In the event a Seller elects NOT to provide a warranty, a purchaser can obtain one. The plan has the same deductible and covers the purchaser for up to one year after closing. Some of the plans have renewable options that may apply at the owners discretion. The actual provisions of the plan are too complex to list - read the policy carefully. If you have any questions, please consult your warranty provider. Once a Seller elects to participate in the program, the program CANNOT be negotiated out of any agreement to purchase.

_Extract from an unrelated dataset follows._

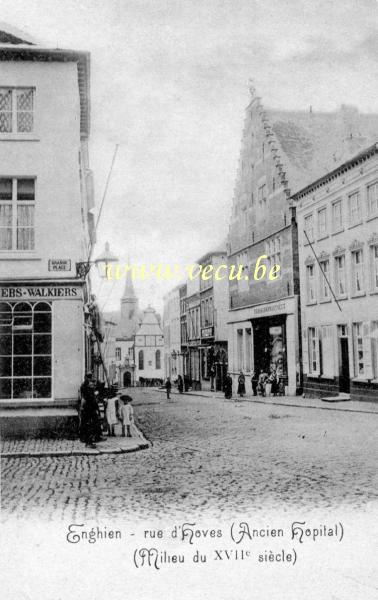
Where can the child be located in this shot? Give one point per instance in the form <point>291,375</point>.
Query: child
<point>127,414</point>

A Home Warranty can help eliminate any hard feelings when a Buyer closes on a home and days or weeks later has a major appliance failure. Did the Buyer know or not know that it would fail? Statistics have shown that homes with warranties tend to get higher prices than homes without a warranty. Which one would you buy; a home with a warranty or a home without?
Oftentimes Buyers must sell a property in order to obtain sufficient cash to purchase your property. This may also apply to you in purchasing your next home. While predicated offers may required the selling of another property, they may also occur when “something” must happen before the actual sale can be consummated.

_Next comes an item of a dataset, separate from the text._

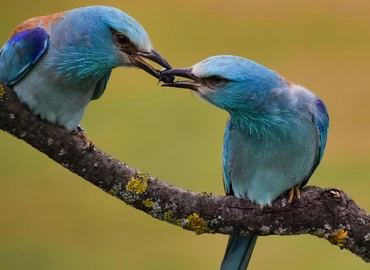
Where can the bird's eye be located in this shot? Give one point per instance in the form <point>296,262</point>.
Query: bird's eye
<point>122,40</point>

When this situation occurs, Buyers may submit an Agreement to Purchase with an “open” or “closed” predication clause. This simply means they agree to purchase your home at some future date BUT ONLY when their present home sells or some other event takes place (like liquidating bonds; insurance settlement, cashing in an IRA, etc).
An “Open” predication means your home will continue to be shown and marketed. In the event a subsequent offer is received, the original Buyer will be notified verbally and in writing and be asked to either remove the predication and proceed with the sale or to cancel the original purchase agreement, thus permitting you to sell your home to the second Buyer. Most predicated purchase agreements contain a 48 or 72 hour notification procedure meaning that the Buyer has 48 or 72 hours in which to remove the predication or cancel the agreement. These are commonplace.

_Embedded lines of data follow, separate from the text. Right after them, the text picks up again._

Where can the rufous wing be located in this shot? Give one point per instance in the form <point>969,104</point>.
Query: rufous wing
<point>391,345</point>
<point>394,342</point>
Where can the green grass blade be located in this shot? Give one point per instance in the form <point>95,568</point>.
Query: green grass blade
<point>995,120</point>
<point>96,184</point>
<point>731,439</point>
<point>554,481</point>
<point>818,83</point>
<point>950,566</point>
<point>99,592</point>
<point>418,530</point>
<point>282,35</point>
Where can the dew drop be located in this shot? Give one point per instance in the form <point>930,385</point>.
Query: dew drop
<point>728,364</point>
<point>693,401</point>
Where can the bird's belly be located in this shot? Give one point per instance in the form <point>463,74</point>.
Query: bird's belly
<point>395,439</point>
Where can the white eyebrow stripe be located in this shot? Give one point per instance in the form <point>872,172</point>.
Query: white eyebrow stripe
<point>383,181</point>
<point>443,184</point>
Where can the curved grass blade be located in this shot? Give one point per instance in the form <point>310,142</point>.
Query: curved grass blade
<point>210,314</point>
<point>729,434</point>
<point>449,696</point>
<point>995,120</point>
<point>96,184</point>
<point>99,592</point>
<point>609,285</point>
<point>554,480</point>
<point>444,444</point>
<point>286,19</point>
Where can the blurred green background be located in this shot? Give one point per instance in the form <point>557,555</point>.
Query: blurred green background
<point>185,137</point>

A “Closed” predication means that you are to take your home off the market and agree not to consider any subsequent offers except in a “back-up” situation. Closed predication offers are rare.
A predicated offer tends to take someone who specifically wants to purchase your home “off the street and out of the market place”. In other words, they are not free to write an offer on another home unless they can get a release from your agreement. A predicated offer may assist you in negotiating a contract on your next home when there is already a tentative Buyer for your present home.
Buyers who have only a few days in which to make a buying decision oftentimes do not have sufficient time to wait the required number of days/hours for an answer and therefore do not look at homes with predications pending.
WHO PAYS FOR WHAT?
The following is provided for general information purposes only. This chart is based on who NORMALLY pays specific costs. X = Buyer or Seller; E = Either the Buyer or the Seller; and B = Both the Buyer and the Seller.
|Loan Application Fee||X|
|Lender’s Title Insurance||X|
|Owner’s Title Insurance||X|
|Homeowner’s Warranty Plan||E||E|
|Real Estate Commission||E||E|
|FHA/VA Underwriting Fee||X|
|VA Funding Fee*||X|
Note (*) The VA Funding fee can actually be paid up front by either the Buyer or the Seller or the Buyer may “roll” the fee into the loan amount and pay it back over the life of the mortgage.